After every trip, whether it be two weeks or two months, the tendency to be depressed after traveling is almost a certainty for most. Whether it be you or someone else, we all know someone who just can’t cope with it. You know, the kind of person who ardently grabs every opportunity to take a trip somewhere, has an incredible time and then comes back and falls into a slump. It makes them not want to get up in the morning and look bitterly to the sky every time it rains and curse the day he was born into (Insert Country Here).
As ridiculous as it is, it makes sense. Travelling anywhere ignites a holiday-syndrome. You eat as much as you like, you drink as much as you like, you take as many excitable pictures as you like. No constraints holding you back, no responsibilities tying you down. So how can you avoid that awful sinking you feel when you slowly begin to realise that the trip of your life or summer is slowly drawing to an end?
1) Get excited about being back
Been away for 6 months, a year, two years?! Thinking of all the people you’ve missed and all the wonderful people you are going to see once more does wonders. Late night catch ups with your best friends, the people who love and understand you like no one you really meet backpacking around the world can do. Same with the little home comforts you’ve missed; no matter how well traveled anyone is, they are lying if they say they don’t miss certain things from home. For me it was huge cups of tea practically on tap. All that got me through the horrific three day bus-taxi-bus-bus-bus-taxi-plane-plane-car trip back to the UK from Costa Rica was thinking about seeing my amazing friends and family once more. And the thought of being reunited with aforementioned gigantic cup of tea.
2) Tell everyone in the world about everything you did
People will get annoyed. People will roll their eyes as you start… again. But talking about all the things you did, the people that you met, the drinks that you drank, the things you did that you shouldn’t really tell anyone, well, repeating all of these things is like reliving the experience. But in a more dreamy, exciting and reminiscent way. We (almost) unconsciously exaggerate the amount of fun we had when we look back on the event, and we tend to forget about all of the annoying, awful, boring things that happened. In the two months I spent backpacking around Australia, do I remember the days and days of eating pasta salad and pretty much nothing else? Nope. I remember the beaches, the National parks, the treks, the laughs.
3) Keep busy!
Coming back from your travels can often feel like your life has screeched to a halt. From going from country to country, city to city, amazing experience to amazing experience to just being at home. Maybe back to your job, back to school. Back to routine. Everything seems so much more exciting when you’re away, and it probbaly is. But that doesn’t mean that home doesn’t have to be exciting at all. Plan things, go places, visit friends, go to some cool events. Life doesn’t ever have to boring.

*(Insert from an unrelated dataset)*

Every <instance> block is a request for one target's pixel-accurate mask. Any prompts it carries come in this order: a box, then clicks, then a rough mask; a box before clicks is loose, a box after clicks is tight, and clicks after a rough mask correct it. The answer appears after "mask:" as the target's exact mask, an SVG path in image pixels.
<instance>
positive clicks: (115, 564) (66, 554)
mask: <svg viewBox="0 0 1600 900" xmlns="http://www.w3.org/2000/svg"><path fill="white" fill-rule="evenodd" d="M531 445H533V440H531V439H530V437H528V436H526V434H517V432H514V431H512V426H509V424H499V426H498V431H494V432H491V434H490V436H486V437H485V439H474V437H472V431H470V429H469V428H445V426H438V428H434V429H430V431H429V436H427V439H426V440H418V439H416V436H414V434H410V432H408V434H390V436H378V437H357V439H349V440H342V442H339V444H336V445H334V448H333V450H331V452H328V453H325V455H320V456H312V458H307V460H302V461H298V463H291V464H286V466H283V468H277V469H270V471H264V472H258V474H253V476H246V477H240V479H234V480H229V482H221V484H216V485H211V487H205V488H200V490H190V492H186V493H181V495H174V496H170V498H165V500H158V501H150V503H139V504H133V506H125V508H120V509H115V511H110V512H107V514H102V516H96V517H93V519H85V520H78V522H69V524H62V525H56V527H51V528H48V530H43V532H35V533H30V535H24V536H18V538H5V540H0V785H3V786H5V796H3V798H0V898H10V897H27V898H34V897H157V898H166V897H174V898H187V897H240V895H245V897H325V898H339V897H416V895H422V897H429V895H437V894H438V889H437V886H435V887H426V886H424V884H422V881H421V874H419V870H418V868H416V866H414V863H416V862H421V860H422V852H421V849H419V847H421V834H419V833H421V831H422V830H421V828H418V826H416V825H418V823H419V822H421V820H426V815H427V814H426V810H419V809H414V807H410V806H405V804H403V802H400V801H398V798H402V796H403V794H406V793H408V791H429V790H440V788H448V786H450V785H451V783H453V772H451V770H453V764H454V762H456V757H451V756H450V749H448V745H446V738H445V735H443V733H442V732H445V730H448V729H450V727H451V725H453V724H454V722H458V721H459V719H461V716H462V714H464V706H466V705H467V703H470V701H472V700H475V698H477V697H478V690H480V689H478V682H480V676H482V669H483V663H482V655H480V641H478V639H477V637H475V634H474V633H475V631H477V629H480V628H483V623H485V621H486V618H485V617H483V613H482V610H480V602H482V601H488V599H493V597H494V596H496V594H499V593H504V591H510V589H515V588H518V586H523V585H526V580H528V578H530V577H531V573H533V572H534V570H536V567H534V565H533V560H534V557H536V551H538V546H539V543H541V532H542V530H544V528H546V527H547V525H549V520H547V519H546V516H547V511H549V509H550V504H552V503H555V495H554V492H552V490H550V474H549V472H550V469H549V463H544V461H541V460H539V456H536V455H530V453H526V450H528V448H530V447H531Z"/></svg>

4) Start planning the next big trip
The best way to take your mind off the last trip is to start planning the next one. Many people think you have one, ‘once in a lifetime’ trip which, I guess, logically goes with the name of ONCE in a lifetime. But this is a choice, not an inescapable fact. Get excited about going somewhere else and go get another fantastic experience. Even if not a long trip, go grab a week somewhere. Broke from your last trip? Set a date in the future and start saving. Anything is doable with travel, as long as you persevere and go for it.
2 Comments
Great tips! I’m usually pretty down when I come back from a big trip- it’s sooo important to keep busy, and of course never stop planning 🙂 Planning my birthday getaway right now, actually!